Die Autorin aber bezeichnete er als „AfD-Gutachterin“. Eine Zuschreibung, die nachweislich falsch ist. Aber wie kommt Asmer U. überhaupt dazu, eine solche Behauptung aufzustellen? Was hat er irgendwo aufgeschnappt, um frei Erfundenes dazuzudichten? Am 17. Januar gab es im Landtag eine Anhörung zur Ahmadiyya Muslim Jamaat Gemeinde und deren Antrag auf Anerkennung als Körperschaft des öffentlichen Rechts. Die Gutachten der drei Sachverständigen lagen dem entsprechenden Ausschuss bereits vor. Aber am Nachmittag vor der Anhörung musste eine Sachverständige ins Krankenhaus, woraufhin die Verfasserin gefragt wurde, ob sie dafür einspringen könnte, damit die Anhörung trotzdem wie geplant stattfinden könne.

Die Autorin half aus und sagte in der Anhörung ausdrücklich, dass sie einen anderen Ansatz vertrete als die Gutachterin, aber aus religionspolitischen Gründen zum gleichen Ergebnis komme. Alle Fraktionen im Ausschuss hatten die Möglichkeit, die Verfasserin zu befragen; enttäuschenderweise machte von diesem Fragerecht aber nur die AfD-Fraktion Gebrauch. Daraus machte Asmer U., die Verfasserin sei eine „AfD-Rednerin“. Hinzu kommt, dass Asmer U. in seiner Stellungnahme Absurditäten unterstellt wie: „Sie unterhält nicht nur freundschaftliche Kontakte zu Berliner AfD-Größen wie Lutz Urbanczyk“ oder „unterhält selbst Kontakte zu bewaffneten Kombattanten im Ausland“.

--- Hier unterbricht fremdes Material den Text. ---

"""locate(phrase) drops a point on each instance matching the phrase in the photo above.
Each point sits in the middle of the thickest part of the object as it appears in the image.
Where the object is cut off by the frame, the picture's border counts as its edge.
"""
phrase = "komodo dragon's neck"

Stadtbekannter Polizist unterstützt Falschdarstellung

Interessant ist nun, wer sich diese unwahren Tatsachenbehauptungen zu eigen macht und Asmer U. damit bei seiner Legende unterstützt. Neben Asmer U. selber und einer weiteren Person ist es der Kontaktbeamte der Düsseldorfer Polizei, Dirk Sauerborn, der diese wüste Beschimpfung mit „Gefällt mir“ markiert hat. Sauerborn ist seit mehreren Jahren in dieser Funktion und steht auch als erster Vorsitzender dem Verein „Düsseldorfer Wegweiser e.V.“ vor. Ob er daraus – der Verein wird öffentlich gefördert – weitere Bezüge zu Wegweiser hat, ist offen.
Weitere Projekte wurden auch von ihm mitgegründet, woraus sich die Frage ergibt, ob das wegen des Themenfeldes nun sein berufliches oder sein privates Engagement darstellt. Das ist jedoch nicht der einzige hinterfragungswürdige Vorgang dieser Art. Schon als vor Jahren über die Umtriebe des vom Verfassungsschutz der Salafisten-Szene zugerechneten Hilfsvereins Ansaar Düsseldorf berichtet wurde, trumpfte dieser mit seinen Kontakten auf: „Bei einem gemeinsamen Treffen erklärte man uns unlängst das man genau wisse das diese alte Einschätzung auf uns nicht gut zutrift, aber auf unseren Köpfen Politik gemacht wird. Es wird sich mit den Jahren bessern prophezeite man uns… Wir haben also ganz im Gegenteil sogar Polizisten oder den Integrationsbeauftragten im Auftrag des Verfassungschutz unseren Respekt gezollt aufgrund der gemeinsamen Gespräche, es waren harmonische Gespräche in denen man uns offen zugab zu Wissen das die damalige Einstufung als ‚radikal‘ so nicht zutrifft. Desweiteren haben wir damals gemeinsam ein Abkommen geschlossen keine Benefiz Veranstaltungen mehr zu machen welches wir bis heute seit ca. zwei Jahren eingehalten haben (grammatikalische und andere Fehler im Original belassen, SHM).“

Das Landesinnenministerium bestätigte seinerzeit gegenüber einem Journalisten die Gespräche zwischen Sauerborn und Ansaar. Gegenleistungen für den Verzicht auf Benefiz-Veranstaltungen seien nicht vereinbart worden. Damit stellt sich die Frage, ob die Gegenposition zum Verfassungsschutz aus der Düsseldorfer Polizei von Ansaar nur behauptet wird – oder nicht doch eine Portion Wahrheit dahintersteht. Mit einer solchen Einstellung nämlich ließe sich auch die aktuelle Haltung Sauerborns erklären, die nicht mehr Faktisches sieht, prüft und einordnet, sondern persönliche Kontakte zentriert. Da ist dann der Imam mit der Neigung zu Hasspredigern, den man kennt, näher als die Fakten von Dritten. Üble Nachrede wird ungeprüft gutgeheißen. Da gelingt dann nicht mal mehr die ausreichende Abgrenzung zu antisemitischen Inhalten, von denen man annehmen muss, dass sie Sauerborn zur Kenntnis gelangt sind. Wie kann es sein, dass der Kontaktbeamte der Düsseldorfer Polizei sich durch diese Unterstützungshandlung gemein macht mit einem, der Antisemitismus verbreitet?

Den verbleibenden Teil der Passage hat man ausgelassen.